Mit seiner rheinischen Frohnatur brachte der als strittiger Geist geltende Politiker Wolfgang Bosbach die als wortkarg geltenden Ostwestfalen beim 57. Bruderschaftstag des Bezirksverbandes Wiedenbrück der historischen Schützenbruderschaften in Schwung. Der Bundestagsabgeordnete der CDU ermutigte die 750 Schützen aus 19 Bruderschaften in der voll besetzten Langenberger Mehrzweckhalle auf, sich gegen die Entchristianisierung der Gesellschaft einzusetzen. „Ihre Ideale Glaube, Sitte und Heimat sind nicht altmodisch. Wir sind nur selbst schuld daran wenn andere Religionen stärker werden. Die Deutschen müssen zu ihren Werten stehen“, ermutigte der Bergisch Gladbacher die Schützen. Die Schützenbruderschaft St. Hubertus Spexard nahm mit einer großen Abordnung teil.

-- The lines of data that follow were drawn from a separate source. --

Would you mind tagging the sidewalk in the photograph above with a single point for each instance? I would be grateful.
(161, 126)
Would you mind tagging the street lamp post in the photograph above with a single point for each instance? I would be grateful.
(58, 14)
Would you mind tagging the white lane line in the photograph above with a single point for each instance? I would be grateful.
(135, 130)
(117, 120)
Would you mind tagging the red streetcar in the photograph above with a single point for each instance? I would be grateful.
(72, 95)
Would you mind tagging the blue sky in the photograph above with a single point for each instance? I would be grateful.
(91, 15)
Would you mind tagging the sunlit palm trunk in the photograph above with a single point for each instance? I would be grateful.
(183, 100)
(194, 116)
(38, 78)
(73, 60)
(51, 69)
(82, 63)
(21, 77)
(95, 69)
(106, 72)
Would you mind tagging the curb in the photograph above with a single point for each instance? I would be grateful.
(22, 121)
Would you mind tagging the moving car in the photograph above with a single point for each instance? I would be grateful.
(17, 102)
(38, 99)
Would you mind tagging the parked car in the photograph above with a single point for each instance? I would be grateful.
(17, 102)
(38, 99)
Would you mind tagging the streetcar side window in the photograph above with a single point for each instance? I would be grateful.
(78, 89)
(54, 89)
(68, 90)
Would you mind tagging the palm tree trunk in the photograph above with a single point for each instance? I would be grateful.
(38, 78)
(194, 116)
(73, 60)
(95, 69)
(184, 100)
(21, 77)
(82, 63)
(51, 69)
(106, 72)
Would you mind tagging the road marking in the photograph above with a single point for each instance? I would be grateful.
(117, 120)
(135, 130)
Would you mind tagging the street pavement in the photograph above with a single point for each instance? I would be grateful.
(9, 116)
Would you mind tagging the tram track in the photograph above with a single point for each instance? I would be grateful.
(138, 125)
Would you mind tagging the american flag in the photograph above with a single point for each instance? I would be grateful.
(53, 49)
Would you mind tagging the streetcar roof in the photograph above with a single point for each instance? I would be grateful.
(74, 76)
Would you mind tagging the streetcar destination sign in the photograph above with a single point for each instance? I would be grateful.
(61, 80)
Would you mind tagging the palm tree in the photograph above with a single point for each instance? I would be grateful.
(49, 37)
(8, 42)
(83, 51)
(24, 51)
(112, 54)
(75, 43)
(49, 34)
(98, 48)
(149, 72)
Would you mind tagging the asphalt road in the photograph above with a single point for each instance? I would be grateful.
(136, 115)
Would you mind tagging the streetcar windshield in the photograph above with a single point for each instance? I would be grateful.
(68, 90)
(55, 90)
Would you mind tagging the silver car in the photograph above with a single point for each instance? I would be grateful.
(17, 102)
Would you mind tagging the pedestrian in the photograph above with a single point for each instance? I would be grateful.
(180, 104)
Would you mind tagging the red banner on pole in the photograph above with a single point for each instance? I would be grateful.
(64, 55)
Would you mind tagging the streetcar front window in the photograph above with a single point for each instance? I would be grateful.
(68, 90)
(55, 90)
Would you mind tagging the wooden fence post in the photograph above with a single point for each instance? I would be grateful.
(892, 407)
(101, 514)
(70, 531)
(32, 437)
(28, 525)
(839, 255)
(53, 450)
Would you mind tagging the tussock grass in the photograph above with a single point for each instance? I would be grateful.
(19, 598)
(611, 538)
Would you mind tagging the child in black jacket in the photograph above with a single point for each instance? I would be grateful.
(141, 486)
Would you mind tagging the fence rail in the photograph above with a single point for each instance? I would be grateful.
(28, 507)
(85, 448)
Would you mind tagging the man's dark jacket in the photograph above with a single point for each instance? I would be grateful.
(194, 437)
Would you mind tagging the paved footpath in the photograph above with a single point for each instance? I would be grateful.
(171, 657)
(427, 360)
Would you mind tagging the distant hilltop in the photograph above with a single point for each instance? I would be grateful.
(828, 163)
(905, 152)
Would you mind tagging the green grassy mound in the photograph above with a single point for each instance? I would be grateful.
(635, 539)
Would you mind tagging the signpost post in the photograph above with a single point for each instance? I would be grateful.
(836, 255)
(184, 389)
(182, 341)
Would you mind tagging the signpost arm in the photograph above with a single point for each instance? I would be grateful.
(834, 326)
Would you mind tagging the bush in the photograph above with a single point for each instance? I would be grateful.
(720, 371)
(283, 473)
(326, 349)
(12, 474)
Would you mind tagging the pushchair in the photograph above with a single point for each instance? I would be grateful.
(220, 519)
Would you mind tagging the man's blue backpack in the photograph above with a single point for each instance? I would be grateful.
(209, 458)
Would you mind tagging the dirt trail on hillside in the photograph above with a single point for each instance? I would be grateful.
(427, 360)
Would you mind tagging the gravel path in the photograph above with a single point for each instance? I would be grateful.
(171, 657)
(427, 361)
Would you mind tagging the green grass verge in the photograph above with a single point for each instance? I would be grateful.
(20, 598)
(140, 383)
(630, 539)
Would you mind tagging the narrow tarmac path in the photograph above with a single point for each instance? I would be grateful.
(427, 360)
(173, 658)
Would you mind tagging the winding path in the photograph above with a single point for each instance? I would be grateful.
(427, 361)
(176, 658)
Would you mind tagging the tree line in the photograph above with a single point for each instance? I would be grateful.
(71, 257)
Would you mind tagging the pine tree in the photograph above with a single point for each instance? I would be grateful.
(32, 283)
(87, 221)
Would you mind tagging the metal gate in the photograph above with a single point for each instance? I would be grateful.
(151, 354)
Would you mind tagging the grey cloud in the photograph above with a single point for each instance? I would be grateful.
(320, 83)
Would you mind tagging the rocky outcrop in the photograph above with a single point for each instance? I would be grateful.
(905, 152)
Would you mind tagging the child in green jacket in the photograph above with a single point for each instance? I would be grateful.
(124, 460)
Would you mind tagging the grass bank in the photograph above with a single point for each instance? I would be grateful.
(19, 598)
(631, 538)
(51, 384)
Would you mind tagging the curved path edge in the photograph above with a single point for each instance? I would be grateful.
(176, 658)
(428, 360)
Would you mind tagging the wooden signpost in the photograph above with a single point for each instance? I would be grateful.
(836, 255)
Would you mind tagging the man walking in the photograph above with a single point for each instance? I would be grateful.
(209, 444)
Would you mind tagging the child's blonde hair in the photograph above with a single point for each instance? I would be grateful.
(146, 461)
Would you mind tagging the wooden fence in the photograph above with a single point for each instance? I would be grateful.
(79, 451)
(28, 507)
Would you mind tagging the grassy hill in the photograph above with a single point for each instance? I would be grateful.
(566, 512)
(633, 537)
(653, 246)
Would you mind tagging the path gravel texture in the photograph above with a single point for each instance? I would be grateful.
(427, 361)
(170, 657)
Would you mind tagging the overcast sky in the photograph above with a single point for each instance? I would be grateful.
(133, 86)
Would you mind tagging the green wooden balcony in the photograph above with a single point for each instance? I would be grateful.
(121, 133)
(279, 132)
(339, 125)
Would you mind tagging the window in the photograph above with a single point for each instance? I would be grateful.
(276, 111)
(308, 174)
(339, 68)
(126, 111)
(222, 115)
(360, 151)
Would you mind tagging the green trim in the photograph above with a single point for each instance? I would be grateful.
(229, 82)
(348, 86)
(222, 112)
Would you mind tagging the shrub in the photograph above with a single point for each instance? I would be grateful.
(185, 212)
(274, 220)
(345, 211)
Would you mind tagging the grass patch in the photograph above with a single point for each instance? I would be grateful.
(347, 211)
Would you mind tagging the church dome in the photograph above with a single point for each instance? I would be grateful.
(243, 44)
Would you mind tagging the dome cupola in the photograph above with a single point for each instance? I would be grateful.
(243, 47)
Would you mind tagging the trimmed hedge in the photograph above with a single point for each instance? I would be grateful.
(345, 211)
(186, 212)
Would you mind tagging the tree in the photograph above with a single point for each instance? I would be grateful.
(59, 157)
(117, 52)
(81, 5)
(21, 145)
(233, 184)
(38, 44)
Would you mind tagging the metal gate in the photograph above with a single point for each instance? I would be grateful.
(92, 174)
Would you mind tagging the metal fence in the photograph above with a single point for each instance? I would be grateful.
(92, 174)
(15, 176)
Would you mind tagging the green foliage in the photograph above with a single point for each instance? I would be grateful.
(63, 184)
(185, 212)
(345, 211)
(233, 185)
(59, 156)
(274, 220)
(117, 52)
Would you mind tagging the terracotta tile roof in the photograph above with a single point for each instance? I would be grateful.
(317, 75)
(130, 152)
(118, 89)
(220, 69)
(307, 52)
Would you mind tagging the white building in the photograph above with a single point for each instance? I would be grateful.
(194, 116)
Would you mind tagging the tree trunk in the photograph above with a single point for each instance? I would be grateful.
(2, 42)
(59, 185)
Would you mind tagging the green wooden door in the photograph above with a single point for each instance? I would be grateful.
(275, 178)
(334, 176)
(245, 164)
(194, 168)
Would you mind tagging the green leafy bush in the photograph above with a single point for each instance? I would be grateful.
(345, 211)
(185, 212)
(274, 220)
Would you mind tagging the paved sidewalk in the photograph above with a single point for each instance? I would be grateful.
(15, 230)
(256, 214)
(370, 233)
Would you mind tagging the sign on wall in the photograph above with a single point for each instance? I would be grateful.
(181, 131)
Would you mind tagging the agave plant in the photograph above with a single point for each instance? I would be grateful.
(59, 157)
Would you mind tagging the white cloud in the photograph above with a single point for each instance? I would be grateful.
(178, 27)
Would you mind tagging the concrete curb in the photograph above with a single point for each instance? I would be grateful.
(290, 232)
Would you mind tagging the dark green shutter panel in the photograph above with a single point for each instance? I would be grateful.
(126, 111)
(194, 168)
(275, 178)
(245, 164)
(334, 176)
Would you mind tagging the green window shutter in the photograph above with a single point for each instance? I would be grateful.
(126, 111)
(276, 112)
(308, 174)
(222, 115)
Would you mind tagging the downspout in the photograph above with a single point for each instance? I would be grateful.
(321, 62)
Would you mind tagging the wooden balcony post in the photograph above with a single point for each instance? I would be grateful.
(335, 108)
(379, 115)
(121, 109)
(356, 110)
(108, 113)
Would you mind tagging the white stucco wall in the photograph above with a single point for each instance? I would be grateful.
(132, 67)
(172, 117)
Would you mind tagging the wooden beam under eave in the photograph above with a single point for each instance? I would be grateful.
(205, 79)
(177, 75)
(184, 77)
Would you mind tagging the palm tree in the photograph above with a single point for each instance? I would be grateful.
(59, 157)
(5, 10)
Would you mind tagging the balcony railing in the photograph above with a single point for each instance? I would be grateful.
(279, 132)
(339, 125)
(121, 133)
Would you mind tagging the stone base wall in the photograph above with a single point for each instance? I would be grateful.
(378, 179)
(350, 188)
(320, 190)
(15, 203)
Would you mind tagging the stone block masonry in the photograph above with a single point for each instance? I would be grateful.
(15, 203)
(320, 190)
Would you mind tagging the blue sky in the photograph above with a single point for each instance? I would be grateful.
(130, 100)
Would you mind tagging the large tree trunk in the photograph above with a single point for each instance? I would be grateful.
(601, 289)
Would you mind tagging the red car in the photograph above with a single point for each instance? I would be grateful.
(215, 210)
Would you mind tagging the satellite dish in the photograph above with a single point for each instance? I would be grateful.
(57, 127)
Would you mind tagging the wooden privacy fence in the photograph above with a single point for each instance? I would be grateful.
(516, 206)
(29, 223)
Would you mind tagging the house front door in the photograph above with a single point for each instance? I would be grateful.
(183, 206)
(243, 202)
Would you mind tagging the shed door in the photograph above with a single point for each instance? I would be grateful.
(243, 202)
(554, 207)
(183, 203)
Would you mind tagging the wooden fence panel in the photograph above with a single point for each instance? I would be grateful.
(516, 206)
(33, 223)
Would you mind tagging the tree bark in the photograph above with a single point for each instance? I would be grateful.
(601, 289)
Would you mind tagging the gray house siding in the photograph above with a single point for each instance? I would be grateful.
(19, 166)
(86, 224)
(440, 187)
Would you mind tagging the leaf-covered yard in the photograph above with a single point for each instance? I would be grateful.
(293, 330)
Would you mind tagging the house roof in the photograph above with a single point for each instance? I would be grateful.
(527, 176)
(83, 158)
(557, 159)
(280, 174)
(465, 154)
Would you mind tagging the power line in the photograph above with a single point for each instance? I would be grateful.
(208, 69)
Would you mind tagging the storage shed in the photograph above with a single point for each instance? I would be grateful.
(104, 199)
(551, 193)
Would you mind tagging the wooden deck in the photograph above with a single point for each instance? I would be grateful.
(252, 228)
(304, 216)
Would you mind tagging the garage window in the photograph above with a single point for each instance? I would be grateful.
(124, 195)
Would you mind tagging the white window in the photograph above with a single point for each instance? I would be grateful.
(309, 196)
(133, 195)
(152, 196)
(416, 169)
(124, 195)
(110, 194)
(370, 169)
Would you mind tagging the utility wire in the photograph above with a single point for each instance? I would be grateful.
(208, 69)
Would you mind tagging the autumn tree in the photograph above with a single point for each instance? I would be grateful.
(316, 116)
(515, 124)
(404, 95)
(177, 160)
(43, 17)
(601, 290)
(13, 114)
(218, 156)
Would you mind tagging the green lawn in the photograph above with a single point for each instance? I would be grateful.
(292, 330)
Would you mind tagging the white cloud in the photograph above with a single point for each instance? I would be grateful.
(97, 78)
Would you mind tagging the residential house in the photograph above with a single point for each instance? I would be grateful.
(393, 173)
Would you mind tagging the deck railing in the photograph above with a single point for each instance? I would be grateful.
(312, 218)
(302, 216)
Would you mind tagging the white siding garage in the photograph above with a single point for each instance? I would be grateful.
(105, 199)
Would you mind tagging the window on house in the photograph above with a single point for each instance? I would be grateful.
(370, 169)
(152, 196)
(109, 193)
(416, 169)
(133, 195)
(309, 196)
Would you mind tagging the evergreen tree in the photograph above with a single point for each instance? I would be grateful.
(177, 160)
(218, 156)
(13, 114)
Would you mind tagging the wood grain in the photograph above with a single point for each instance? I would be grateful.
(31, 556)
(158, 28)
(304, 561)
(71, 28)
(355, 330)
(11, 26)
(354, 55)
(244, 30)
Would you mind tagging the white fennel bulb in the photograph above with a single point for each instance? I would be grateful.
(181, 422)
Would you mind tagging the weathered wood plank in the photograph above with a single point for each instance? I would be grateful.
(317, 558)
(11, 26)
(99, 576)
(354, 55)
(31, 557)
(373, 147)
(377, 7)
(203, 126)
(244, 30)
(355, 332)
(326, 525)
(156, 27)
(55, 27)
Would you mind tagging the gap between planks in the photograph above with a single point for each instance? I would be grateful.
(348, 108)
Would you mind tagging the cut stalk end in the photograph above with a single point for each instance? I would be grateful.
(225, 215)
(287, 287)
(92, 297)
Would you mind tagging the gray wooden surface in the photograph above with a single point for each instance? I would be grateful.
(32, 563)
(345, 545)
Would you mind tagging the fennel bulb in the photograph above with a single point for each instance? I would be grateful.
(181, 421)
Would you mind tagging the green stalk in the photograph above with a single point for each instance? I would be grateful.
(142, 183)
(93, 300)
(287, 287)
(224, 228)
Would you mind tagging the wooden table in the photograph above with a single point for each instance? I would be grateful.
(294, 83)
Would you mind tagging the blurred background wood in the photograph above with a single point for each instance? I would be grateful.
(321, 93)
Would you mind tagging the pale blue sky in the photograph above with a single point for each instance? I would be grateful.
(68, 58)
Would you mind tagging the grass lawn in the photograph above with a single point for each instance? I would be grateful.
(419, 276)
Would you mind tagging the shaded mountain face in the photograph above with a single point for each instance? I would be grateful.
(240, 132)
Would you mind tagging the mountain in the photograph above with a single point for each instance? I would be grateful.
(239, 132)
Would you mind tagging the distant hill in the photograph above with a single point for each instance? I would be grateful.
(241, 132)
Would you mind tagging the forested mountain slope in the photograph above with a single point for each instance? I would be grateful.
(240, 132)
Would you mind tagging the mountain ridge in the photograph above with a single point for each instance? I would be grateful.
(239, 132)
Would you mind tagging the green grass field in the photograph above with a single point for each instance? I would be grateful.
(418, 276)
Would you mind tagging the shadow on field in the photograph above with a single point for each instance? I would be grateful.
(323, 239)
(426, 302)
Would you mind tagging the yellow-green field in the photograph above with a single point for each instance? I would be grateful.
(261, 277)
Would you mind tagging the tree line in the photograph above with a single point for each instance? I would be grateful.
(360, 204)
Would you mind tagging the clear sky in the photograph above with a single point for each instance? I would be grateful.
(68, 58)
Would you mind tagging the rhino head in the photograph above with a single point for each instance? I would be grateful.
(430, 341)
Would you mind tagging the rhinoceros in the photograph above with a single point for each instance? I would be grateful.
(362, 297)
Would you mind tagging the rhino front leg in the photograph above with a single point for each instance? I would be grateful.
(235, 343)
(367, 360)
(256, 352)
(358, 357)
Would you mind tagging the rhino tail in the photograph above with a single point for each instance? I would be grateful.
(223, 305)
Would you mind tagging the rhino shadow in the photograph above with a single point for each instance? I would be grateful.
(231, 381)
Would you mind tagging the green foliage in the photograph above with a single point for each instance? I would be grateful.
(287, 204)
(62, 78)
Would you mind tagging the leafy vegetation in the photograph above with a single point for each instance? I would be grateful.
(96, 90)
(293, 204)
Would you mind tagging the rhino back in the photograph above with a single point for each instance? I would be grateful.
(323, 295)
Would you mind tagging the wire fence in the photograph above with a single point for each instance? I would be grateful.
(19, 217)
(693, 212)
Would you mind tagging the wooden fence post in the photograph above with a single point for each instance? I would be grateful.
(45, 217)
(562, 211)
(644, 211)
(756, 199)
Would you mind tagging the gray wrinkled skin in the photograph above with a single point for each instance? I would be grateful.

Seine Verspätung von 45 Minuten hatte Wolfgang Bosbach, der in Berlin als Fachmann für die Innenpolitik gilt, mit seiner humorigen Art schnell wettgemacht. Von einem Wahlkampfauftritt in Baden-Württemberg kommend hatte sein Zug in Hamm Verspätung. Mit einem eigenen Shuttle hatte die gastgebende Bruderschaft St. Antonius Benteler den Gastredner abgeholt und nach seinem vierzigminütigen Auftritt postwendend wieder zum Bahnhof gebracht. So eilig hatte es Bosbach bei seinen Ausführungen zur aktuellen innenpolitischen Themen nicht. „Wir müssen aber schnell verhindern, dass Konflikte aus anderen Teilen der Erde bei uns ausgetragen werden. Der Terror macht keinen Halt vor Deutschland.“ Die Verteilung der Flüchtlinge auf andere Staaten der Europäischen Union geht Bosbach zu langsam voran. „Wenn das so weiter geht verteilen wir in 50 Jahren noch Flüchtlinge. In Brüssel werden Milliarden einfacher verteilt als Menschen.“
Die Langenberger Bürgermeisterin Susanne Mittag kam direkt von ihrem Urlaub vom Tegernsee und war pünktlich zum Beginn des Besinnungstages der Schützen wieder daheim. „Die Bruderschaften haben in unserer Gemeinde einen hohen Stellenwert. Sie sind fair und hilfsbereit und sollen sich weiter für die Gesellschaft einsetzen“, lobte Mittag das Engagement der Gemeinschaften. Das Leben der Schützengemeinschaften sieht der Bezirksbundesmeister Hans Heitjohann bei den immer höheren Auflagen der Landesregierung gefährdet. „Die Reglementierung macht uns zu schaffen und kostet viel Geld. Der Unfug muss langsam ein Ende haben. Ich hoffe der Minister Remmel rudert zurück“, sagte Heitjohann in seiner Begrüßungsrede. Zur aktuellen Debatte um den Entwurf eines neuen Freizeitlärmerlasses wird es im März ein Treffen mit den Schützenverbänden und Vertretern der Karnevalisten und Schausteller mit dem Minister Remmel in Düsseldorf geben. Dann ist auch der Wiedenbrücker Oberst und Rechtsanwalt Hermann-Josef Pierenkemper, der als Justiziar die Belange des Bundes der Historischen Schützenbruderschaften vertritt, mit am Tisch.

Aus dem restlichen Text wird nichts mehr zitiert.